# password on internet connection



## digz (Feb 28, 2007)

I want to protect internet access through a password like they do in hotels. For example, as soon as someone opens their web browser, I want a login screen to appear, then they can go to the home page. I want to do this without setting up a proxy. How can I do this?

- Thanks in advance.


----------



## johnwill (Sep 26, 2002)

If you encrypt your connection, they'll need the key to connect. If you want something that you can have many passwords, you'll need a server to dish them out.


----------



## Squashman (Apr 14, 2005)

You would be better of setting up a proxy but I like Johnwill's idea. I guess you would need to be more specific as to what your needs are. Do you have several computers that need to connect to the Internet. Are they connected over the lan or wireless?
IpCop is a pretty good solution for this. Easy to configure and has several addons to do what you want.
http://www.ipcop.org/


----------



## digz (Feb 28, 2007)

*Thanks*

Thanks for the replies. I got this idea when I went to a hotel and used the internet connection. My laptop picked up the wireless signal and as soon as I opened IE or Firefox it asked for a password to browse the web. It did this every time I ran the browser.

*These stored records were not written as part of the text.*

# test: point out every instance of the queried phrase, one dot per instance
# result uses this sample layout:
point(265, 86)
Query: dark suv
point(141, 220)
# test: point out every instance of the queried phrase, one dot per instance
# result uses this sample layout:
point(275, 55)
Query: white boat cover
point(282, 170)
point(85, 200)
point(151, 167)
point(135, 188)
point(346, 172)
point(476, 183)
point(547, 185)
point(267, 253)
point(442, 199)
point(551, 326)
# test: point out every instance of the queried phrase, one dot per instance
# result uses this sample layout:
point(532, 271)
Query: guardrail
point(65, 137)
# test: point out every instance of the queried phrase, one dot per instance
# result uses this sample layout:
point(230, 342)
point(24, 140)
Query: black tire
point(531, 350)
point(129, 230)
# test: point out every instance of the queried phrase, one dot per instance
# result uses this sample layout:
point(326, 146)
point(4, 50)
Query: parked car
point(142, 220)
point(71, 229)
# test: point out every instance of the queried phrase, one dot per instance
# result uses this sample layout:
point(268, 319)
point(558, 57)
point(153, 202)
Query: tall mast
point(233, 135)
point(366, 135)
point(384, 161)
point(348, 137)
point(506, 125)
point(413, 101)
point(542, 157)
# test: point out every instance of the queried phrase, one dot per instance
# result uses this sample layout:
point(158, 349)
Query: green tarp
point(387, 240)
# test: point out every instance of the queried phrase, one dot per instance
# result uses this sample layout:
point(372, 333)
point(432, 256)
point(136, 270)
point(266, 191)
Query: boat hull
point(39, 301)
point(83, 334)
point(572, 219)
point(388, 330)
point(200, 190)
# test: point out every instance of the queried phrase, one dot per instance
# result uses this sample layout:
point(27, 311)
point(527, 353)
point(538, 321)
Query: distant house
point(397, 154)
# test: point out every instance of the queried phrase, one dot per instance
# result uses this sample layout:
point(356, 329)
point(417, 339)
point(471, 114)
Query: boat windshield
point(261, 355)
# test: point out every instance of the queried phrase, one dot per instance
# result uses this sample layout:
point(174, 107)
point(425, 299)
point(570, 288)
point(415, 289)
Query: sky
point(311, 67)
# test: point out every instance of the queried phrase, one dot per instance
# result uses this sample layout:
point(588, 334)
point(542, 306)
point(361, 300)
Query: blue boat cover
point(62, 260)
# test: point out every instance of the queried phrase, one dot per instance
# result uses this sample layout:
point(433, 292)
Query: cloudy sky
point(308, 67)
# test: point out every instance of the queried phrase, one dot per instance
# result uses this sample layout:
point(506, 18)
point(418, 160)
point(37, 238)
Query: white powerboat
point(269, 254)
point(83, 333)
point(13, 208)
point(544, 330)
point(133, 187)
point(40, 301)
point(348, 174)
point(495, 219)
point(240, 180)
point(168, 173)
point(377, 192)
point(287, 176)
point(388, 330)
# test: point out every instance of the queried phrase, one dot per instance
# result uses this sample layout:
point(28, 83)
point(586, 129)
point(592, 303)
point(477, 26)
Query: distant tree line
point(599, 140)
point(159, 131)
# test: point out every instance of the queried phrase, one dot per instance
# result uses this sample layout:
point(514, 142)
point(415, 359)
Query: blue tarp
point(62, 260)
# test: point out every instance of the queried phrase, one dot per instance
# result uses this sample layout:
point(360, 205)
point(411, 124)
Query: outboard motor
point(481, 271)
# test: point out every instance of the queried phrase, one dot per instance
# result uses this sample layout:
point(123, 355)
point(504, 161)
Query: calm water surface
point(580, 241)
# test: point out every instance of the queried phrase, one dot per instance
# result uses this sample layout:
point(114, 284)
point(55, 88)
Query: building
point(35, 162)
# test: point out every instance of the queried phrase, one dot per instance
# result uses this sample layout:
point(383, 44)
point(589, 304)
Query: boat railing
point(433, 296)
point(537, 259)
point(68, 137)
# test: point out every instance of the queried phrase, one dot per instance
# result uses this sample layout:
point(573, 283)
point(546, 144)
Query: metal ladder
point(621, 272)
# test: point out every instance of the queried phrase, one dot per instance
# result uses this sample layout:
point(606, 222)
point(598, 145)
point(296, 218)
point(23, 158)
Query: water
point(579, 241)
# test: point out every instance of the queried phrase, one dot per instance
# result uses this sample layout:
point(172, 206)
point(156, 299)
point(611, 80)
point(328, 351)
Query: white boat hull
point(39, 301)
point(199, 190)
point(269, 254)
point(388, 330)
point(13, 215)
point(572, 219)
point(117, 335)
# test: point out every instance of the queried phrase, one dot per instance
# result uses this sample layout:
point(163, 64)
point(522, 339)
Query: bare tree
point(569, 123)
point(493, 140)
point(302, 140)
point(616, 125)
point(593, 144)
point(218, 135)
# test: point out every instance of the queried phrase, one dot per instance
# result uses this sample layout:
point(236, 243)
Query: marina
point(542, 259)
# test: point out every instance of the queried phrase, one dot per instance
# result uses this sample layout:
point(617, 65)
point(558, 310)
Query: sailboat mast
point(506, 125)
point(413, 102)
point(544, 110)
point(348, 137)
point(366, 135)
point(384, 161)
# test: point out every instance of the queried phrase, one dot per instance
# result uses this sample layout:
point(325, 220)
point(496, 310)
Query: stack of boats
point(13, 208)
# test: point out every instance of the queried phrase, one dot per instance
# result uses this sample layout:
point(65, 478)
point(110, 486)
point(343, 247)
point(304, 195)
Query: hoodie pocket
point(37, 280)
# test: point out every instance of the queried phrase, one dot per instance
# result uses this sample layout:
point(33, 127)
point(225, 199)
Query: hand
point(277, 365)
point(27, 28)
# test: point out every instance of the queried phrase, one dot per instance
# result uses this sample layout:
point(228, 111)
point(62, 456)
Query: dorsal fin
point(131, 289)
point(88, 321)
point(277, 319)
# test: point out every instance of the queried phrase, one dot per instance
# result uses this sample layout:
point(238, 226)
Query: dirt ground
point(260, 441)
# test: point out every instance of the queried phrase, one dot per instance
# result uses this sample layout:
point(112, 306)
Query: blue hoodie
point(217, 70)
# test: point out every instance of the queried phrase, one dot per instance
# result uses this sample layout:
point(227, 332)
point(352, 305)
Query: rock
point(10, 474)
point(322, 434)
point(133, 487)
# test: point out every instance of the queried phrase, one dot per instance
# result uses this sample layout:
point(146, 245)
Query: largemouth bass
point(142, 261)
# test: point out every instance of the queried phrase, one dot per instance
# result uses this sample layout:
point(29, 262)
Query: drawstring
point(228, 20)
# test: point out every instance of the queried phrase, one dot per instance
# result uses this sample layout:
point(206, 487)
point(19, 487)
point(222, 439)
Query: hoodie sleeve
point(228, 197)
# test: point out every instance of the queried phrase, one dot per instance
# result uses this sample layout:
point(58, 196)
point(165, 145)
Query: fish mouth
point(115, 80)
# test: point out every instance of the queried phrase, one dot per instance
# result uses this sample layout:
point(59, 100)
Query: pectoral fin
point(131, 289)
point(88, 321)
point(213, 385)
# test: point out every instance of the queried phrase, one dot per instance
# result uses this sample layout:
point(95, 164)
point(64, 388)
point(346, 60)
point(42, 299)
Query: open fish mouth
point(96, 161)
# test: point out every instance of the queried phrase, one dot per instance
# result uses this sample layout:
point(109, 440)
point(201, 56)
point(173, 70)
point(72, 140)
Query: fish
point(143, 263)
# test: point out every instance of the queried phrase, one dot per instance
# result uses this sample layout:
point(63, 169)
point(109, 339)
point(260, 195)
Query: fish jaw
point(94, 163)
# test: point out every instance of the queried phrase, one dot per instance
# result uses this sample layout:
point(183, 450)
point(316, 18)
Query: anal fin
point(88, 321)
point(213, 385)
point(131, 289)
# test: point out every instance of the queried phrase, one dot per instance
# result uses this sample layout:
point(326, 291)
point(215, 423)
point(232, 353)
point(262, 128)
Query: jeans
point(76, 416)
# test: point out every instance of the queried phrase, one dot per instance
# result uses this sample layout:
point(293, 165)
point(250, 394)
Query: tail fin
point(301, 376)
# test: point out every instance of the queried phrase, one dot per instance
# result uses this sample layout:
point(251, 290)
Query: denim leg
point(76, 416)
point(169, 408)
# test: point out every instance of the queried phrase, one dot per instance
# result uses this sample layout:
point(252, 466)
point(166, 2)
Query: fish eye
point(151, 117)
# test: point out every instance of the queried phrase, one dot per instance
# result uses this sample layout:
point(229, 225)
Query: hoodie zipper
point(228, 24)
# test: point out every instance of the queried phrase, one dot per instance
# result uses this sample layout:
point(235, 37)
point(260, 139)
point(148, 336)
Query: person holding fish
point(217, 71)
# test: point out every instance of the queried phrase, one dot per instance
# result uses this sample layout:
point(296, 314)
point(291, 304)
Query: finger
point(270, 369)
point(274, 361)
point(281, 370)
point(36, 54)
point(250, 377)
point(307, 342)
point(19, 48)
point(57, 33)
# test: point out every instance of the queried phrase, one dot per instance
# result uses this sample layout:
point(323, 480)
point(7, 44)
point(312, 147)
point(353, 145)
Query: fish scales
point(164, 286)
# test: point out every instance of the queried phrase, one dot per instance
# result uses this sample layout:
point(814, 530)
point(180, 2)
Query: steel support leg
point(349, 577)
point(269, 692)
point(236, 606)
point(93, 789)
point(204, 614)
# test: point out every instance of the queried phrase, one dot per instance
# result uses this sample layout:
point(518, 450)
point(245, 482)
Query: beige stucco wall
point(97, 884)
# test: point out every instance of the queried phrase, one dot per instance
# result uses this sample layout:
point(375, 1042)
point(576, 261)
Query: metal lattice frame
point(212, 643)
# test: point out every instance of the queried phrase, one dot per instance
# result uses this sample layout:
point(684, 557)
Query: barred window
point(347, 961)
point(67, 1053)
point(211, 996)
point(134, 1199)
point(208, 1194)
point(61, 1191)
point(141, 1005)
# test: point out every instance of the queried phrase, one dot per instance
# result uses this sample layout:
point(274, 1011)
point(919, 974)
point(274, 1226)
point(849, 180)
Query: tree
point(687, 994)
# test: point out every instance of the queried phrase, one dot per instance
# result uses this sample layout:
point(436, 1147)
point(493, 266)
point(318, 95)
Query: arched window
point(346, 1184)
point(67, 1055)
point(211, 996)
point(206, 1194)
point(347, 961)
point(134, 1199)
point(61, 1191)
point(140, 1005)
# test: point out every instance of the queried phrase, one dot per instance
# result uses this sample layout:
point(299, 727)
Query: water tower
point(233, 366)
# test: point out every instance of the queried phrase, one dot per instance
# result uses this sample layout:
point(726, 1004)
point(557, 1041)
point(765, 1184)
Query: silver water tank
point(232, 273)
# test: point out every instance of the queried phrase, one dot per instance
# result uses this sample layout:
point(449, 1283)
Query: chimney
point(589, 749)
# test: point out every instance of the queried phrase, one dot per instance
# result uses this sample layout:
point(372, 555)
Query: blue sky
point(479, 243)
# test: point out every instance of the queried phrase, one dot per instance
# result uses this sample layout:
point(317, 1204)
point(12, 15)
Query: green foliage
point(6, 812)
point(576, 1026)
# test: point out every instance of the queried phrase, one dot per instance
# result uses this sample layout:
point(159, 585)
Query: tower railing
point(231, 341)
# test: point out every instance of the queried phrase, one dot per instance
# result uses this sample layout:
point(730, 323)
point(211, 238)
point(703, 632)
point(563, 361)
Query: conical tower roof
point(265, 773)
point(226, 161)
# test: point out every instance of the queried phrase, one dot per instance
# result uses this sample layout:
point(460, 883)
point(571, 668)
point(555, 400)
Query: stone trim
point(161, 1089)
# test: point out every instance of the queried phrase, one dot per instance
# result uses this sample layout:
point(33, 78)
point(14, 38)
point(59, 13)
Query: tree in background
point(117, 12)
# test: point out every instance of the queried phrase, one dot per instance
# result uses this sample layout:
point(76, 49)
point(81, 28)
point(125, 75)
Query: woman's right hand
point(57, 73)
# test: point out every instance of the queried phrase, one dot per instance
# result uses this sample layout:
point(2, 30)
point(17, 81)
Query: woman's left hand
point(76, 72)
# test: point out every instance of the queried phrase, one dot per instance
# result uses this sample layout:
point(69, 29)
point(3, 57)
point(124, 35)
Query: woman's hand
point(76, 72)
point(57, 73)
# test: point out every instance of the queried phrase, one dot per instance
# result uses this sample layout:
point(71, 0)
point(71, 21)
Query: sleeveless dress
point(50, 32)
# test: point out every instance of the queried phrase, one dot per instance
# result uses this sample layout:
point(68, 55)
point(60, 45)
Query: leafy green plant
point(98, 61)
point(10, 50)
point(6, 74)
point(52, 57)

The laptop's browsers were configured for direct connection to the internet. I'm wondering how to control this behavior with my wireless or wired internet without the use of a proxy?

Thanks.


----------



## Terrister (Apr 18, 2005)

This function is built into the hotels access points. I know on one of the access points at work I can tell it to redirect to a page on access. 

I have never seen this option on home routers.


----------